Excellent analysis in pointing out the literal implications of this new license exception. You should know better than to apply logic to governmental regulations. Hopefully, BIS will reconsider based on your points made and clarify the STA exception accordingly.

Comment by Mark Stiffler on June 17th, 2011 @ 9:26 am

So, the BIS is saying 1) industry can’t read a list of countries 2) they don’t read/understand their own country group lists/country chart and 3) aren’t serious about any kind of reform.

I think export compliance officers have a good bit of job security too.

Comment by LDM on June 17th, 2011 @ 4:37 pm

Do you think that this could be a move to set up the possibility of placing AG, WA, and NSG all under a single XC regime, or for BIS to internally view them as one in the same?

Comment by Tim on June 18th, 2011 @ 10:42 am

Thank you so much, Clif. I waited to review this new exception until you’d weighed in.

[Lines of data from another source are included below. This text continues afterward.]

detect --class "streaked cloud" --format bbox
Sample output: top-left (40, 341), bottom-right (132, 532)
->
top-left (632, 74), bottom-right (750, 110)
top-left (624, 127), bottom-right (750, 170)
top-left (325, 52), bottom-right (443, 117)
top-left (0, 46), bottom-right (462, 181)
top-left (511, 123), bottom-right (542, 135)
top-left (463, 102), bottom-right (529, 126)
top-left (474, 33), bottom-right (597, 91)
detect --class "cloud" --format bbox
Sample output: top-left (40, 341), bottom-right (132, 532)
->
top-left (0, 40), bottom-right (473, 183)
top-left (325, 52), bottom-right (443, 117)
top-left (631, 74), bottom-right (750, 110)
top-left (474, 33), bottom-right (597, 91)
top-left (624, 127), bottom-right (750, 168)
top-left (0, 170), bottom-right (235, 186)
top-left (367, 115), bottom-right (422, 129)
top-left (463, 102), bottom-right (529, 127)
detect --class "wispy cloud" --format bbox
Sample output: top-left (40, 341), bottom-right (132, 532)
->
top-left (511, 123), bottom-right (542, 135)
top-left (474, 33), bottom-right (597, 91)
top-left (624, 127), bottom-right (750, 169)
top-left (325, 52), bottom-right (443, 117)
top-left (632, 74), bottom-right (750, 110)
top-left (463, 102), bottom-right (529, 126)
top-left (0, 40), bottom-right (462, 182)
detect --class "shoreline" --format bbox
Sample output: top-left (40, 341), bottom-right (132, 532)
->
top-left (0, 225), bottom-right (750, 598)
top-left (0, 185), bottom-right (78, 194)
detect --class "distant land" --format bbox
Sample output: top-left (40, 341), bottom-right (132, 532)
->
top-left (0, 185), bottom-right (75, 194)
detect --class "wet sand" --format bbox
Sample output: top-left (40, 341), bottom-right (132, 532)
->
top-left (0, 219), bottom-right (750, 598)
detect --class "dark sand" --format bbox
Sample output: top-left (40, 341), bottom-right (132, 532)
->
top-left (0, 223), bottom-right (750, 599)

I always appreciate your expertise!

Comment by Chris W. on June 20th, 2011 @ 1:59 pm

All of which begs the question: What happens to you when some ambitious ICE agent, bored with deporting illegal aliens, and/or an ambitious AUSA, decide to focus on the actual words of the regulation rather than the “preamble” language in the Federal Register? Of course, the cogniscenti will have read this blog, or at least the Federal Register. But how many ordinary folks, or even lawyers, will know to read the preamble language? I really expected better of the present leadership at BIS.